Monday, February 07, 2005

The Fall of AT&T

Economist Feb 3 2005

This week, SBC, one of the “baby bells” that was spun out of the company as part of a court-ordered break-up in 1984, acquired “Ma Bell”, as AT&T is known, for around $16 billion, ending its reign as an independent firm.

The deal may prompt further consolidation (MCI is fingered as the next target by three other Bell companies, Qwest, Verizon and BellSouth), now that the period of internal rebuilding by telecoms firms after the bubble burst in 2000 is over.

First, AT&T underestimated how important wireless communications would become.
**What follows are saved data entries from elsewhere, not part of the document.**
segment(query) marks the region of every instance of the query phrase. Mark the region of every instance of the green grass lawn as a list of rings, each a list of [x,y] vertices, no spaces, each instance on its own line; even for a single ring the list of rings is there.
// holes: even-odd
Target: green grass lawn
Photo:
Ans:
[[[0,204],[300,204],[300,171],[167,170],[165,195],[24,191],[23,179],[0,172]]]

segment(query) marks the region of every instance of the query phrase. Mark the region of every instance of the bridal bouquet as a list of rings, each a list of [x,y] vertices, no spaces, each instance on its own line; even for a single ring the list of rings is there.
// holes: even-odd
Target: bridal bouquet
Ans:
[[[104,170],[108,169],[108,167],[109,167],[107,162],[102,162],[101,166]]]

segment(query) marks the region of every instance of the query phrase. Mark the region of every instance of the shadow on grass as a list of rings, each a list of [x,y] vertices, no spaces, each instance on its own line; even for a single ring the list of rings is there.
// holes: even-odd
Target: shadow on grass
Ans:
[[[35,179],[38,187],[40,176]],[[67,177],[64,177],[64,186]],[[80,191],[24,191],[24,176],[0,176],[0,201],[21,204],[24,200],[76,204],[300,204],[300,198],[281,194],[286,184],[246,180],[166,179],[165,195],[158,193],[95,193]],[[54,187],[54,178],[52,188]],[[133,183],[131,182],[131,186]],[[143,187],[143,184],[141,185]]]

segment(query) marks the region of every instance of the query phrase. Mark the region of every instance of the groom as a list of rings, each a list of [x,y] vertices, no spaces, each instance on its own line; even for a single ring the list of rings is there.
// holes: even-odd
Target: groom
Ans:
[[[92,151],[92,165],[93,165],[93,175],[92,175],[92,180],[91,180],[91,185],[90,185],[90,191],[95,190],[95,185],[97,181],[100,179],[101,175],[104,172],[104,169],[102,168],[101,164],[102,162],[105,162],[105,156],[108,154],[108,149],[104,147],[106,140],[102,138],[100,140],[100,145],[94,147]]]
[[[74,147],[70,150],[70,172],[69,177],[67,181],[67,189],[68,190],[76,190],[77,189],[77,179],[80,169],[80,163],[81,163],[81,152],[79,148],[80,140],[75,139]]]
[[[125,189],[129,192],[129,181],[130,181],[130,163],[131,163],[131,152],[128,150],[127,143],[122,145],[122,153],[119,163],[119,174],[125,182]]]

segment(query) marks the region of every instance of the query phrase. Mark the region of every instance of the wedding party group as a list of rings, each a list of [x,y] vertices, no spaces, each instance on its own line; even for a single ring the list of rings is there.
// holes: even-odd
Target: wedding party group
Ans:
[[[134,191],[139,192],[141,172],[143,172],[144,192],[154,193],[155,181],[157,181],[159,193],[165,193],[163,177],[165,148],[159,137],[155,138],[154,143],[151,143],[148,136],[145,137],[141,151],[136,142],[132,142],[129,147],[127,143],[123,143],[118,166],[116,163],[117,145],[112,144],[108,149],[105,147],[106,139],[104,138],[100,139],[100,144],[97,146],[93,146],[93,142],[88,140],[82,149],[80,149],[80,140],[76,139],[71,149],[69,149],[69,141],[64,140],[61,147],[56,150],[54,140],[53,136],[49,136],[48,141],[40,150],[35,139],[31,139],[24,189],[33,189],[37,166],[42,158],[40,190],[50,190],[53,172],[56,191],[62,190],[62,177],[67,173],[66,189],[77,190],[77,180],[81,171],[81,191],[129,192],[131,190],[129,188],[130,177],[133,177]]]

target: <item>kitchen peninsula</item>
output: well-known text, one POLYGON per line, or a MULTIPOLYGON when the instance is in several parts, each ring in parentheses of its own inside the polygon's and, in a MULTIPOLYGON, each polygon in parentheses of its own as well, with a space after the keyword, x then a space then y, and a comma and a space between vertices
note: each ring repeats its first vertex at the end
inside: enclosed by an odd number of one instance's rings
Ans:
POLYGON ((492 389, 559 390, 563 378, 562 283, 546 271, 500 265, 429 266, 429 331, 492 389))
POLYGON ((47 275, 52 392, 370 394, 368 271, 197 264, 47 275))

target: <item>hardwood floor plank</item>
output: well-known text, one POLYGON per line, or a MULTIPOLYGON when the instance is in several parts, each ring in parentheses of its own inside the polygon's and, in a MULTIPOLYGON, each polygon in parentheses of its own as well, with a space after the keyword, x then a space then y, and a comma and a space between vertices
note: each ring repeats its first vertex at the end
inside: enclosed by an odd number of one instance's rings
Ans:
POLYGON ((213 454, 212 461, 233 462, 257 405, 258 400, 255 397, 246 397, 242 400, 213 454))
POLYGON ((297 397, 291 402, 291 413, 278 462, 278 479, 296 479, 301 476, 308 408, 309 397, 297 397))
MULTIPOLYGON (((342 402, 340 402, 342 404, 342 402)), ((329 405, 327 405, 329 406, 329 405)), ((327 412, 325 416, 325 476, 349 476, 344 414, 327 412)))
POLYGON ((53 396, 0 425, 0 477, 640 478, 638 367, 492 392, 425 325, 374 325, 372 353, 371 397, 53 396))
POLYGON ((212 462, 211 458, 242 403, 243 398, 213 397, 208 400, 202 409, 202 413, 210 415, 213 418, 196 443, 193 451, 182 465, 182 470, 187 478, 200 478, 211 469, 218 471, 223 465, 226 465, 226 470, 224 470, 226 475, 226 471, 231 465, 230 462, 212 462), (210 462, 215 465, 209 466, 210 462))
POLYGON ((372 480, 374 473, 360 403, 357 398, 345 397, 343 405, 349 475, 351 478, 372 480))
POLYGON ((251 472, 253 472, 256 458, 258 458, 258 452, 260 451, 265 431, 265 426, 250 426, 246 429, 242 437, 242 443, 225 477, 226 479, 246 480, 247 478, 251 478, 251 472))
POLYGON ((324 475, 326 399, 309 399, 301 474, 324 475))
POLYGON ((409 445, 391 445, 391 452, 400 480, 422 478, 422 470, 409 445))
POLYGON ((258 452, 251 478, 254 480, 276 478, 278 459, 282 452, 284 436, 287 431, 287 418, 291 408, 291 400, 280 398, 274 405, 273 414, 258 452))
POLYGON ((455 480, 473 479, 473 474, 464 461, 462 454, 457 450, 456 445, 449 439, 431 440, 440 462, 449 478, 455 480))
At the time of the break-up in 1984, AT&T relied on a report by McKinsey, a consultancy, that claimed there would be fewer than 1m wireless phone users by 2000. In fact, there were 740m.

The second stumble was in computing. After the break-up, AT&T expected to become a powerhouse in computers. Shedding the slow-moving local operators and retaining the Western Electric equipment business seemed a brilliant result from the antitrust process. AT&T even bought a computer maker, NCR, in 1991.

The third big mistake was to buy cable operators in the late 1990s. This was the right strategy at the wrong time and for too much money. At the height of the tech boom, AT&T's then boss, Michael Armstrong, paid over $100 billion for two cable firms, TCI and MediaOne.